[cryptography] [ramble] [tldr] Layered security where encryption is used?

Ben Lincoln F70C92E3 at beneaththewaves.net
Sun Jul 21 16:34:00 EDT 2013


Hi everyone.

This is very possibly a newb question (or series of questions), and if 
so I apologize in advance. I scoured everywhere I could think of for the 
last couple of days trying to find information on this and came up 
empty, but maybe I just didn't know the right terms to search for.

--- Background ---

I was reverse-engineering a system recently and came across an issue 
that I know from experience and training is pretty widespread when 
developers without a strong cryptography background use cryptography 
without thinking things through: although strong cryptography (AES) was 
used, and the key was stored securely, the system itself unintentionally 
provided a means for an attacker to decrypt arbitrary data without ever 
knowing the key. I have a set of recommendations in mind for how to 
avoid this type of vulnerability, but I'd like to sanity-check them with 
people who actually do have a cryptography background.

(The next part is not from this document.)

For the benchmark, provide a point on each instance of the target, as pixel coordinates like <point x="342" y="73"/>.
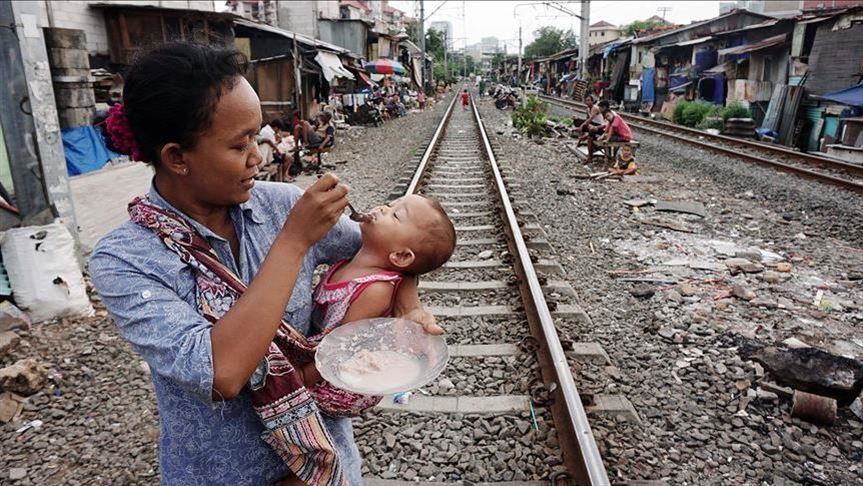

What I'm hoping to avoid is being the security guy who makes a 
recommendation for improving something, but unintentionally introduces a 
different vulnerability as a result. I have gotten pretty good at 
exploiting commonly-made mistakes in software that uses cryptography, 
but I am not a cryptography expert, or even cryptography adept.

The system in question uses a fairly common mechanism where the state of 
certain non-sensitive variables is maintained on the client by means of 
encrypted data which the client doesn't have the key to decrypt. The 
only reason for the encryption is to prevent the client from tampering 
with the data. This allows multiple different load-balanced nodes on the 
back-end to respond to requests from the same client without having to 
sync their state. Think of ASP.NET's ViewState, except that here the 
variables are broken out into individual components instead of there 
being one giant encrypted blob that contains all of the data.

Like many systems that use this model, there is a flaw that would 
(probably?) be trivial in the absence of other factors: some of those 
non-sensitive values are displayed back to the user after being 
decrypted. In other words, as I mentioned above, the system includes the 
unintentional ability for users to decrypt arbitrary data, as long as 
that data was encrypted using the same key as the data it actually expects.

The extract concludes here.